Institutional Review Board approval was obtained from the Institutional Review Board at the University of Texas Southwestern Medical Center, Dallas, Texas. All procedures and data collection were conducted in a manner compliant with the Health Insurance Portability and Accountability Act and all research procedures adhered to the tenets of the Declaration of Helsinki.
RESULTS
Results are summarized in Figure 2, from 321 children with a mean ± SD age of 6.49 ± 2.6 years who were enrolled in the study. Using the standard protocol for the Stereo Fly Test, 174 children touched the plate and were assigned a “fail” outcome. All 174 children who failed the standard protocol also scored nil on the Randot Preschool Stereoacuity Test and Stereo Butterfly Test and, therefore, were categorized as true positives. The remaining 147 children pinched the wings above the plate, and were assigned a tentative “pass” outcome for the Stereo Fly Test. The 147 children who passed were eligible to be tested with the modified Stereo Fly Test to verify their outcome; 119 touched the plate verifying their “pass” outcome.

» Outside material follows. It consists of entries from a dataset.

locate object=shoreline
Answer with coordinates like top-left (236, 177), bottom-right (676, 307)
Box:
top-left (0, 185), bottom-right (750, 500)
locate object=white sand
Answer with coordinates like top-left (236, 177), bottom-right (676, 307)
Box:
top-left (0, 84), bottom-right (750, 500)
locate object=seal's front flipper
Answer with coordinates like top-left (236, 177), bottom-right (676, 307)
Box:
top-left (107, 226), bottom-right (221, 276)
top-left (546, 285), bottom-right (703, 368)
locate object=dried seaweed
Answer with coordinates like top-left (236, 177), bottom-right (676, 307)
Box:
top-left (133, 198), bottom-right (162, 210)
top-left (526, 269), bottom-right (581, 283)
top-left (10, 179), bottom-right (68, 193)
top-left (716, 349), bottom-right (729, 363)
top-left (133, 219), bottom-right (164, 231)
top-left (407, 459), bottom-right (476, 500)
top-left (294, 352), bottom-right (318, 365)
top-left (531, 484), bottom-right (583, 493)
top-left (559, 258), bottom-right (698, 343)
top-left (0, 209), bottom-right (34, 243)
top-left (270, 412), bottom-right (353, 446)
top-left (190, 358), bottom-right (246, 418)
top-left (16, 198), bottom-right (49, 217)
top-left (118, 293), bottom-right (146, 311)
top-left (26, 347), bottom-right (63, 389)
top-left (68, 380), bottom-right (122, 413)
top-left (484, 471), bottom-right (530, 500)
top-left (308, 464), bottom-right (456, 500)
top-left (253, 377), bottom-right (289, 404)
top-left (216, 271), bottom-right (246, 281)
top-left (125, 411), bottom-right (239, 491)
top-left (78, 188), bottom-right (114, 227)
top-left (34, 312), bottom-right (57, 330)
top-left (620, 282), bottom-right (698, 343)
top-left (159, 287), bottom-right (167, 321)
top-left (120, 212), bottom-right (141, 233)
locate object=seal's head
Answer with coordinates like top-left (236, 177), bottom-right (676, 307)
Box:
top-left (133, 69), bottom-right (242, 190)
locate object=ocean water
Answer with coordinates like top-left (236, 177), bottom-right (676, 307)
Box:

The remaining twenty-eight (19%) children pinched above the plate, so their tentative “pass” outcome for the Stereo Fly Test was considered a false negative—i.e., their “pass” outcome was not verified and their final outcome was changed to “fail.” For the standard administration of the Stereo Fly Test, sensitivity was 81% (95% CI: 0.75–0.86) yielding a 19% false negative “pass.” The modified protocol increased sensitivity to 90% (95% CI: 0.85–0.94), as shown in Table 1.
FIGURE 2.
Flow chart for testing with the Two-Step Modified Protocol.
TABLE.
MODIFIED STEREO FLY TEST PROTOCOL RESULTS COMPARED WITH THE GOLD STANDARD RANDOM DOT STEREOACUITY TEST RESULTS
Children who “passed” the Stereo Fly Test (pinched wings above plate) | Random Dot Stereograms: Stereo Present | Random Dot Stereograms: Nil Stereo |
---|---|---|
Verifly Fly: Pinch ABOVE Plate | 9 | 193 |
Verifly Fly: Pinch ON Plate | 98 | 21 |
DISCUSSION
Previous studies show that standard administration of the Fly Test yields 19–67% false negative “pass” results.4–7 Implementing the two-step protocol described here is simple and convenient, and the initial response can be verified without the child realizing any image differences (the elimination of disparity cues) made by changes such as turning the book or covering one eye. In addition, the modified protocol eliminates any cues that may arise from alternating fixation and image jump in disparate portions of the test. When random-dot stereoacuity is not present, assessment of coarse stereopsis with the Stereo Fly Test using our modified two-step protocol to verify the response provides a more accurate assessment of binocularity than the standard Stereo Fly Test protocol in a clinical setting.
Acknowledgments
This work received support from NEI grant number EY022313, Fight for Sight PD15002, Knights Templar Eye Foundation 16-2015-CS.